A single AnnData object with dataset id in obs and all dataset metadata in uns

Return type:

AnnData Object

Examples

To use a custom reader for files with the extension “.fg”, you have to define a function first:

>>> def my_loader(file):
...     anndata = magic_file_loading(file)
...     return anndata

You can then use this reader like this:

>>> fgread.load_data("my_dataset", additional_readers={"fg": my_loader})

Readers for supported formats

fgread.readers.read_10xhdf5_to_anndata(ds_file: pathlib.Path)[source]

Reads a dataset in the 10x hdf5 format into the AnnData format.

fgread.readers.read_10xmtx_to_anndata(ds_file: pathlib.Path)[source]

Reads a dataset in the 10x mtx format into the AnnData format.

fgread.readers.read_anndata_to_anndata(ds_file: pathlib.Path)[source]

Reads a dataset in the AnnData format into the AnnData format.

fgread.readers.read_densecsv_to_anndata(ds_file: pathlib.Path)[source]

Reads a dense text file in csv format into the AnnData format.

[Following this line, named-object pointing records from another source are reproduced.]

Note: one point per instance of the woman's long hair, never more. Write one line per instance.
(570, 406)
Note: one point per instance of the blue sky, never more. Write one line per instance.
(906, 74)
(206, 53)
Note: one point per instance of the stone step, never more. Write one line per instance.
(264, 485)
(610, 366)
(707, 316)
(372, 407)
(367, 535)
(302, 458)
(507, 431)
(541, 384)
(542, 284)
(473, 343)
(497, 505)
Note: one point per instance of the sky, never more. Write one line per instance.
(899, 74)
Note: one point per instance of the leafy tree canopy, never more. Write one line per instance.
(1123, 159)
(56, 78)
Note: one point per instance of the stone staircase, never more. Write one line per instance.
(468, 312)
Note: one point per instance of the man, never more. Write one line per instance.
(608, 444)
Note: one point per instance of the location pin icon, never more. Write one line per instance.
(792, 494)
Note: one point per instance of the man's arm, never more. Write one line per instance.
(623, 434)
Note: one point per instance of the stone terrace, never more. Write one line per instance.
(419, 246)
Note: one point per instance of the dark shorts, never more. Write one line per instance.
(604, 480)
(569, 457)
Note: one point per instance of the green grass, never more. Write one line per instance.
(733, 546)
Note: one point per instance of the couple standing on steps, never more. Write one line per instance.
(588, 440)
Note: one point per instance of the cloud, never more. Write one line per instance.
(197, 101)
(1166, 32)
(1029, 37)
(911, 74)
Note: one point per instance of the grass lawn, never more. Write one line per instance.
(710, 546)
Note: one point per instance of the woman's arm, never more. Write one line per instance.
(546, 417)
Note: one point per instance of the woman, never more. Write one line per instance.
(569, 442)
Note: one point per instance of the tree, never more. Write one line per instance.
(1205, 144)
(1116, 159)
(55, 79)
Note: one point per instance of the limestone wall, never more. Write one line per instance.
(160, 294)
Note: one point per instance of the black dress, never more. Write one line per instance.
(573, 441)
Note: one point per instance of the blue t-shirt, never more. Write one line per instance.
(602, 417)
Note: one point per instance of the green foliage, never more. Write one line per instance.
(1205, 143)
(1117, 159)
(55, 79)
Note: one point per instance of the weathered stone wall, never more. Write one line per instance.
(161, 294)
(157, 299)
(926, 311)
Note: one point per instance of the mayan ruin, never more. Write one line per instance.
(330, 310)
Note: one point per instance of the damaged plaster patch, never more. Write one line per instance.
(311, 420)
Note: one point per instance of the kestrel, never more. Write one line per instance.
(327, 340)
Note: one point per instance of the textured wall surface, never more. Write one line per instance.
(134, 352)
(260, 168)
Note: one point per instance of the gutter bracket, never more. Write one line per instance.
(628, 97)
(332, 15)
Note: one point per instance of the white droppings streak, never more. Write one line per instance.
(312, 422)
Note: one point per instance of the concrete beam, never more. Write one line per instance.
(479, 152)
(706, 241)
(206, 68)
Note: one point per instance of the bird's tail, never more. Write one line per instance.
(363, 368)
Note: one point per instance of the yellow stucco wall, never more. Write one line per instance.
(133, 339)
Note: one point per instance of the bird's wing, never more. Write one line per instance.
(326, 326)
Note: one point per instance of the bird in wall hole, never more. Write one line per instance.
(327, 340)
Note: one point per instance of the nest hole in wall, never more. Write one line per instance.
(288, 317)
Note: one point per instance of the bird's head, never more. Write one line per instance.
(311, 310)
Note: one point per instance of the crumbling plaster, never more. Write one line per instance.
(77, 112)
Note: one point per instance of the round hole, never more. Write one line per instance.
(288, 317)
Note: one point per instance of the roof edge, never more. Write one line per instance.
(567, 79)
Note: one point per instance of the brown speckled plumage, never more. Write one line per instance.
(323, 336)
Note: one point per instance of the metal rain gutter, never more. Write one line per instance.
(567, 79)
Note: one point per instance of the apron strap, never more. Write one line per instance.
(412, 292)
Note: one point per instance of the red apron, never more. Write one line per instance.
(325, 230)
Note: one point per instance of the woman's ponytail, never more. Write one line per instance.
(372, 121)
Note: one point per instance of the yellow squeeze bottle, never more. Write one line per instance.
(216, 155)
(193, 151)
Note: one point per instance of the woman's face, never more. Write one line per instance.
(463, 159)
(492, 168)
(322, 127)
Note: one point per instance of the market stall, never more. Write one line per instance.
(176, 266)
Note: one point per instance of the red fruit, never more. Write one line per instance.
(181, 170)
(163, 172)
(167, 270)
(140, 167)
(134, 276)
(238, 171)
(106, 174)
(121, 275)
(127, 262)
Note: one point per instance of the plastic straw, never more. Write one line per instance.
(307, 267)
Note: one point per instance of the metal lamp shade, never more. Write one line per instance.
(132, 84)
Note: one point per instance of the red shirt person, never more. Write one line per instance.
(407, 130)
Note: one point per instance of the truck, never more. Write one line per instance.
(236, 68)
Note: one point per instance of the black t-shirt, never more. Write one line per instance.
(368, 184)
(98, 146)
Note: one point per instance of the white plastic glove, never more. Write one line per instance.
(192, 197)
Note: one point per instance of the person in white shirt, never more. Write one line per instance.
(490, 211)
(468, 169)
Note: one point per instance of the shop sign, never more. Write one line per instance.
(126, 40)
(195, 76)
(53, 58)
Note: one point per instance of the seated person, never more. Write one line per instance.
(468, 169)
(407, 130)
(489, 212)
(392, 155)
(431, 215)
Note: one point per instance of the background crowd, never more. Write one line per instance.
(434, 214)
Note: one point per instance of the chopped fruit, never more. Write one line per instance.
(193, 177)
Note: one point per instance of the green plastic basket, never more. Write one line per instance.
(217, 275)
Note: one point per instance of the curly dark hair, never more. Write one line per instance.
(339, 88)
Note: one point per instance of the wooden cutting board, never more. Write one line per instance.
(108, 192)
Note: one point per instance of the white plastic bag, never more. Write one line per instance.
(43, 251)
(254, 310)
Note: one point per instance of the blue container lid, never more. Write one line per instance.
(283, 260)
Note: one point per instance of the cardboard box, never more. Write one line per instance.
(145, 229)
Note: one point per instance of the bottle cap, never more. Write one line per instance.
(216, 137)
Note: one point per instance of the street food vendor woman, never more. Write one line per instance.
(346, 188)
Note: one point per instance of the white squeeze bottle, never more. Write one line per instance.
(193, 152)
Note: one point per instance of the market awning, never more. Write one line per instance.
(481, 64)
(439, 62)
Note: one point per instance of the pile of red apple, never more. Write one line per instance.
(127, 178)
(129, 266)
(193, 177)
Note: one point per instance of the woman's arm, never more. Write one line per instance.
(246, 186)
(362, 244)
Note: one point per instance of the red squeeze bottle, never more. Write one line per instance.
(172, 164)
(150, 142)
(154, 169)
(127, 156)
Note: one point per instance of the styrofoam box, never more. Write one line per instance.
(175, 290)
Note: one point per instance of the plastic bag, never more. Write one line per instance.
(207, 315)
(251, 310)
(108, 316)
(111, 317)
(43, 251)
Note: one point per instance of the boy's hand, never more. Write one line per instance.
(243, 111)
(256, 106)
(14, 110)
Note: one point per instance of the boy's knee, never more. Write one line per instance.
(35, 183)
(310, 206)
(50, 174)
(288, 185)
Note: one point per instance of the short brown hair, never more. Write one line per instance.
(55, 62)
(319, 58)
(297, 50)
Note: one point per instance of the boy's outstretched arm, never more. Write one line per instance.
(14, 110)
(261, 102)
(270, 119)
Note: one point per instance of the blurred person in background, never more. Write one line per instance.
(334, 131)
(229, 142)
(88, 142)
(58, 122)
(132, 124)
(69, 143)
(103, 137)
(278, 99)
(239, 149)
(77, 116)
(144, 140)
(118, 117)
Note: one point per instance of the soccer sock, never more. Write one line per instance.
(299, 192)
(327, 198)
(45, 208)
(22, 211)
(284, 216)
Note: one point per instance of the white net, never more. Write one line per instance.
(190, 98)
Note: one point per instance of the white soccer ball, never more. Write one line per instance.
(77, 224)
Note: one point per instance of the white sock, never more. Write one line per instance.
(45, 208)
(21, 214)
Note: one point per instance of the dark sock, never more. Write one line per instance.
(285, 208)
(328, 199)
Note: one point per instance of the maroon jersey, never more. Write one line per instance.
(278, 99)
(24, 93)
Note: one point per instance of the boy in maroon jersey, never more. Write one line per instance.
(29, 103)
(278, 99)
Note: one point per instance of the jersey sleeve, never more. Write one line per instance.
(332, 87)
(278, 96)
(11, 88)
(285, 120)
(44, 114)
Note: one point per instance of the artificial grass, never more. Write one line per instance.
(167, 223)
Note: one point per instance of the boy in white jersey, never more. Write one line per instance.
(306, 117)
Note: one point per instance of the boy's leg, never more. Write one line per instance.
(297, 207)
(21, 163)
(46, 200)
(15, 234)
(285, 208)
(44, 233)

fgread.readers.read_densemat_to_anndata(ds_file: pathlib.Path, sep=None)[source]

Helper function to read dense text files in tsv and csv format. The separator (tab or comma) is passed by the corresponding function.

fgread.readers.read_densetsv_to_anndata(ds_file: pathlib.Path)[source]

Reads a dense text file in tsv format into the AnnData format.

fgread.readers.read_loom_to_anndata(ds_file: pathlib.Path)[source]

Reads a dataset in the loom format into the AnnData format.

fgread.readers.read_seurat_to_anndata(ds_file: pathlib.Path)[source]

Reads a dataset in the Seurat format into the AnnData format (not implemented).